Summary
finding no extraordinary and compelling circumstances in the case of a forty-eight year-old defendant who alleged that his obesity, myocardial disease, hyperlipidemia, cardiovascular disease, and history as a smoker placed him at a heightened risk of severe illness from COVID-19
Summary of this case from United States v. CajigasOpinion
92-cr-563 (BMC)
05-12-2020
MEMORANDUM DECISION AND ORDER COGAN, District Judge.
Before me is defendant's motion to "reduc[e] his sentence to time served pursuant to the compassionate release statute, 18 U.S.C. § 3582(c)(1)(A)(i)." Defendant argues that his medical conditions, coupled with the current COVID-19 pandemic, constitute "[e]xtrordinary and compelling reasons" sufficient to release him from prison before the termination of his sentence. The Government opposes.
Because I disagree that defendant's circumstances compel his release at this time, his motion is denied. In any event, defendant has not yet exhausted his administrative remedies, precluding judicial relief.
BACKGROUND
Slightly over 28 years ago, defendant Santiago, now 48, pleaded guilty to counts of Hobbs Act robbery attempt and conspiracy and to using a firearm during commission of a crime of violence in violation of 18 U.S.C. § 924(c). In carrying out these acts, defendant fired a machine gun on a crowded Brooklyn street, and two innocent bystanders were wounded in the crossfire with law enforcement. Defendant was also hit in the exchange. On September 30, 1993, Judge Weinstein sentenced defendant to 408 months (34 years) in prison.

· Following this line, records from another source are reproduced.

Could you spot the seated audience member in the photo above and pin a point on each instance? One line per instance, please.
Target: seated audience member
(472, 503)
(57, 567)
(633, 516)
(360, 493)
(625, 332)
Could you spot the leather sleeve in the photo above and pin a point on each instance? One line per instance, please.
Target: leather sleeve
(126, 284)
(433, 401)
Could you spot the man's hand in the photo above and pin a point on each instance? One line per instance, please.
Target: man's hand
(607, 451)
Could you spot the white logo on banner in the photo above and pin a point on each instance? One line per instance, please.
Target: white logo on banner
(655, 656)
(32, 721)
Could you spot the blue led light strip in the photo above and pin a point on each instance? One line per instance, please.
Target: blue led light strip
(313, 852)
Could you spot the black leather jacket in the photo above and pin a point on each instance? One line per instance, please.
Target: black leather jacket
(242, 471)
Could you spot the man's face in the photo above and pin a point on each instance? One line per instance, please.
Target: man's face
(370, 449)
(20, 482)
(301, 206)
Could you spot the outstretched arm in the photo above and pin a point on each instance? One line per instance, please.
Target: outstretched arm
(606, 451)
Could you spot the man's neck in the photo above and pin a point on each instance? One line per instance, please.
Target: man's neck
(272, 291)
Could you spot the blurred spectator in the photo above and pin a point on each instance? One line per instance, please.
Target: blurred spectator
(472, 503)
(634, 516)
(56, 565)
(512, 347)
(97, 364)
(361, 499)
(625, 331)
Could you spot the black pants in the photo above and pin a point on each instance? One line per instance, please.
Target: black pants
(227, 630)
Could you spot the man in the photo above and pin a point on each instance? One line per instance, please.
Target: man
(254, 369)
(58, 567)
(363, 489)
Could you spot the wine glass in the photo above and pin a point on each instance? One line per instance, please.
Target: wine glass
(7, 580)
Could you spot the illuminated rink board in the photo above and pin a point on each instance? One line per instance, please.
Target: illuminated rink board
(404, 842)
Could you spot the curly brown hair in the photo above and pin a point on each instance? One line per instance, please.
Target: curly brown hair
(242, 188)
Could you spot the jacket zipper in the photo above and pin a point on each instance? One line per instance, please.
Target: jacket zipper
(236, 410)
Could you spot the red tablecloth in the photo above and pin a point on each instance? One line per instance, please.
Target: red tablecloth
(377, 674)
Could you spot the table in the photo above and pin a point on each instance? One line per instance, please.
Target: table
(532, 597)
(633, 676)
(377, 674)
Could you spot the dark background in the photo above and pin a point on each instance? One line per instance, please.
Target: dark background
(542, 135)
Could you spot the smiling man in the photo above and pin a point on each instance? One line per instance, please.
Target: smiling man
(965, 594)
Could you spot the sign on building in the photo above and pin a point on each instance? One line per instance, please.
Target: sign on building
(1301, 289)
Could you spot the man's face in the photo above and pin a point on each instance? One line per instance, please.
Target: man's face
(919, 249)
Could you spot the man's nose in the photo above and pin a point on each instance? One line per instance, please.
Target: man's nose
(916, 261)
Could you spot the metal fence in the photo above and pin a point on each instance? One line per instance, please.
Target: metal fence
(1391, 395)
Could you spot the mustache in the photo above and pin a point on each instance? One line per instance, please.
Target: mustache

Defendant is currently seeking leave in the Second Circuit for permission to file a second or successive motion for habeas relief from his § 924(c) conviction. I have recently held that attempted Hobbs Act robbery, like Hobbs Act conspiracy, is not a categorical crime of violence and thus cannot be a predicate act under § 924(c). See United States v. Culbert, No. 19-cr-613, 2020 WL 1849692 (E.D.N.Y. Apr. 13, 2020). Because that issue is not before me in this case and, moreover, is only properly cognizable under the habeas corpus statute, it does not impact my evaluation of defendant's motion for compassionate release. --------
Since beginning his sentence, defendant has committed several disciplinary infractions, including threatening bodily harm, fighting, possessing dangerous weapons, and assault. But to his credit, defendant has not committed a single infraction since 2013. He has also tutored other inmates in preparation for earning their GEDs and for them to learn English as a second language. Due to his recent good behavior, defendant was transferred to a low-security Federal Correctional Institution ("FCI"), Coleman Low. BOP projects his release date to be March 1, 2022.
Most relevant to the present motion, defendant suffers from a number of medical ailments. He is a former two-pack-a-day smoker and is clinically obese (5' 9" tall and 243 pounds, with a BMI of 35.9). Defendant also has myocardial disease, hyperlipidemia, and cardiovascular disease. The most severe of these conditions appears to be his "worsening myocardial disease," which is a consequence of defendant being born with a defective aortic valve. While in prison, defendant received surgery to correct his severe aortic stenosis; nonetheless, the underlying condition persists, requiring his heart to work harder in order to effectively pump blood throughout his body. According to defendant, this both weakens the heart muscle and leaves him "more susceptible to the dangers of . . . any type of illness."
Defendant's motion is based largely on the current pandemic of COVID-19, an infectious disease that targets its host's respiratory system and commonly triggers cardiovascular-related complications, including heart failure. Defendant points out that his "several serious medical conditions . . . individually and collectively, place him at high risk" of succumbing to the dangerous effects of COVID-19, should he catch it. This roughly bears out in the empirical data we have so far, with both death and hospitalization rates higher for people with pre-existing heart conditions than those without them. Obesity, smoking, hyperlipidemia, old age, and cardiovascular disease also increase risk. Initial data also suggest that the infection growth rate within BOP facilities is, in general, higher than that in the outside community.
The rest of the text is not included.